We meet a subtle bug while adopting singleton design pattern in a project. The singleton class creates multiple instances.
The image below depicts the dependency relationship between different modules.



The executable depends on two dynamic libraries, dynamic_lib1 and dynamic_lib2. And both dynamic_lib1 and dynamic_lib2 depends on static_lib.

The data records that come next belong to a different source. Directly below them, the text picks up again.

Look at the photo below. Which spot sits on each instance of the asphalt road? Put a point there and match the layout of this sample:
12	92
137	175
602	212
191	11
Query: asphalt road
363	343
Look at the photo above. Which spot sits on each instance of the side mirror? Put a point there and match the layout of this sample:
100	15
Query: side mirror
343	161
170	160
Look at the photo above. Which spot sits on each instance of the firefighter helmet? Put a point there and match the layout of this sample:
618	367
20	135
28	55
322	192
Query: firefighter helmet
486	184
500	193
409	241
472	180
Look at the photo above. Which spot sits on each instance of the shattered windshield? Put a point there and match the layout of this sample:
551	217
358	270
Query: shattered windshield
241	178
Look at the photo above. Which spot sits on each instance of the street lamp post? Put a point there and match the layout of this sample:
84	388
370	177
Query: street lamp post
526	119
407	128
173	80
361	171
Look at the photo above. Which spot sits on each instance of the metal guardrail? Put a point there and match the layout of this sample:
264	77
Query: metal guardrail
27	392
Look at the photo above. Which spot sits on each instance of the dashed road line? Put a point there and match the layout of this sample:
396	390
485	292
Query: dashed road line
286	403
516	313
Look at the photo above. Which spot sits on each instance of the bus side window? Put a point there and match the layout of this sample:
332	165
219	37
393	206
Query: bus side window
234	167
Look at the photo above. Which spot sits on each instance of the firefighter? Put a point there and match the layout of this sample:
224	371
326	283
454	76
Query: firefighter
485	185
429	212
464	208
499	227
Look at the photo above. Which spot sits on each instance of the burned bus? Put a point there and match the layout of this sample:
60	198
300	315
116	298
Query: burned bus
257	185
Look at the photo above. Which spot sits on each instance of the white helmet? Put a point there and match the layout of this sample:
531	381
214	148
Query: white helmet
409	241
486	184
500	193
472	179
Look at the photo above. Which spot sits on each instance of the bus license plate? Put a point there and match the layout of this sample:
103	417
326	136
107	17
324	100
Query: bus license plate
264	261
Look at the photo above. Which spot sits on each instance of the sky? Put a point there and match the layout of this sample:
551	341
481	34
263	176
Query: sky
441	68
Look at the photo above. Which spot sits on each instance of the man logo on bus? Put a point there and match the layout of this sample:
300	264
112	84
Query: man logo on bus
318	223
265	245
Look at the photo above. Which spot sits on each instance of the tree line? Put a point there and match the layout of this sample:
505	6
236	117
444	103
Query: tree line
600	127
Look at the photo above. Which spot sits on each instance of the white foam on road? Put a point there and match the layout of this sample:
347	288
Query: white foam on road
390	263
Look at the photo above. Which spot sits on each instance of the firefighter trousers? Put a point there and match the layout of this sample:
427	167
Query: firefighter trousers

There is a singleton class in static_lib. dynamic_lib1 and dynamic_lib2 use get_instance method to retrieve the instance of the singleton class.
The basic skeleton of the singleton class is shown below:

 1 // singleton.h
 2 #pragma once
 3 
 4 class __declspec(dllexport)  singleton
 5 {
 6 public:
 7     singleton(void);
 8     ~singleton(void);
 9 
10     static singleton* instance;
11     static singleton* get_instance();
12 };
13 
14
15
// singleton.cpp
16 #include "singleton.h"
17 #include <iostream>
18 
19 singleton* singleton::instance;
20 
21 singleton::singleton(void)
22 {
23 }
24 
25 singleton::~singleton(void)
26 {
27 }
28 
29 
30 singleton* singleton::get_instance()
31 {
32     // lock here
33     if(!instance)
34     {
35         instance = new singleton();
36     }
37     // unlock here
38     return instance;
39 }


But when we run the executable, we're surprised to find that the the use of get_instance method in dynamic_lib1 and dynamic_lib2 doesn't share the same instance.

After thinking about it carefully, it's clear that the bug is caused by we use static_lib3 as a static library. When we compile dynamic_lib1 and dynamic_lib2, they both link with static_lib, and each get a separate copy of the singleton::instance in data section.

But be aware that the behavior is compiler specific. The singleton is still singleton when I tested with gcc. And the singleton got created multiple instances when I tested microsoft's C++ compiler and apple's developer tools.